B and I have been close. We got off to a rough start, I'll grant, but after that, we have grown close. He calls and texts me, he says "I love you" to me, and he says it first as often as I say it first. He told me before he told Capt America, his dad, that he was getting married.

I'm pretty bummed out that I didn't get to go to his wedding. And frankly, I'm a little put out that he gave us 24 hours notice, and was upset and disappointed we couldn't make it. Especially since he knew we had been planning to come until he told us not to. But, it's over and done, and let's face it, I'm a grown up. I'll get past it. I am already halfway there....I love writing things down, it gets it out of my head and off my chest.

So....am I now a mother-in-law, or a step-mother-in-law? It's a matter of ceramics.

No, semantics. That was supposed to be a joke.

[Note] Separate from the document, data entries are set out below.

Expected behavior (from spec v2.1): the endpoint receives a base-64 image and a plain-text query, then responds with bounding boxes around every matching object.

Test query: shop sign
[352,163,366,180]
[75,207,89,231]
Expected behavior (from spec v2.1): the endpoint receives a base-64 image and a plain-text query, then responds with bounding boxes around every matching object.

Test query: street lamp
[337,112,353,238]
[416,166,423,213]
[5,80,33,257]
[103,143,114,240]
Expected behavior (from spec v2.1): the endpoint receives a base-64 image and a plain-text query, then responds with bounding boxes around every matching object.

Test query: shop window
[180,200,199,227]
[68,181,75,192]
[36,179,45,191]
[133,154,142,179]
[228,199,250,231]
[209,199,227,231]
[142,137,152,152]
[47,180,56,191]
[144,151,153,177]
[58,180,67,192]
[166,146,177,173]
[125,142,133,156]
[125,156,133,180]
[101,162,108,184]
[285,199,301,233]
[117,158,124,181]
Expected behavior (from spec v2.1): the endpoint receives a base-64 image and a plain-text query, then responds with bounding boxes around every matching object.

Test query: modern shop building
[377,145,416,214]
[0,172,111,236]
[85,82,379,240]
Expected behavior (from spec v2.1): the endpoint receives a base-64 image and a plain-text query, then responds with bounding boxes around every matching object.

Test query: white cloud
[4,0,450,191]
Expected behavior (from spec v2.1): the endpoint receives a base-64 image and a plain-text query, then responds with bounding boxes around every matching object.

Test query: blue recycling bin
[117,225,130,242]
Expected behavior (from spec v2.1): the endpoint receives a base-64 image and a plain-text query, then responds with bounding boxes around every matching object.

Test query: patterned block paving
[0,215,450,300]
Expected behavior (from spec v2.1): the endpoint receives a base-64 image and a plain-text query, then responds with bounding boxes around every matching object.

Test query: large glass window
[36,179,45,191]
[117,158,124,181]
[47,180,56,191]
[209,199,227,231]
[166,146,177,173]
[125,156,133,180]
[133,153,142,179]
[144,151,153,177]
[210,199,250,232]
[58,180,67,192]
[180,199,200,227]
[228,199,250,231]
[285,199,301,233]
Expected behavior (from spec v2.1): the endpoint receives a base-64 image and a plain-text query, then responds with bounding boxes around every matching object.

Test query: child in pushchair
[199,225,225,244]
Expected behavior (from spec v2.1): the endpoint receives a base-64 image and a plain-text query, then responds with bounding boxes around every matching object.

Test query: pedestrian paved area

No pun intended, I don't want to step on anyone's toes, but I have a feeling that no matter how I refer to myself in this context, it's going to get under someone's skin. But there is nothing that will keep me from their *real* wedding, in church, and watching them promise each other forever, all over again. And I'll be there in any capacity he wants me to be.

01 April 2010

Seth Godin

I stumbled upon his blog by clicking the link in someone else's blog (I LOVE how the blog world works like that!) and today's post is really, really good.

It's about rationality and irrationality. There is a definite negative connotation to the word "irrational" but Seth explains, very simply, why irrational isn't always bad.

It just really struck a chord with me today, so I'm passing it along.

I'm an irrational person. And I am ok with that :)

UPDATE: Well, I tried to insert a link but if I type out the URL, it doesn't show up as clickable, and if I insert the link using the "link" button, it looks clickable but "isn't valid" according to the pop-up box. So, maybe it's lame, but Seth's blog is on my blog list to the right of the screen. I KNOW that link works.

And now I must take the tutorial that shows me how to do that.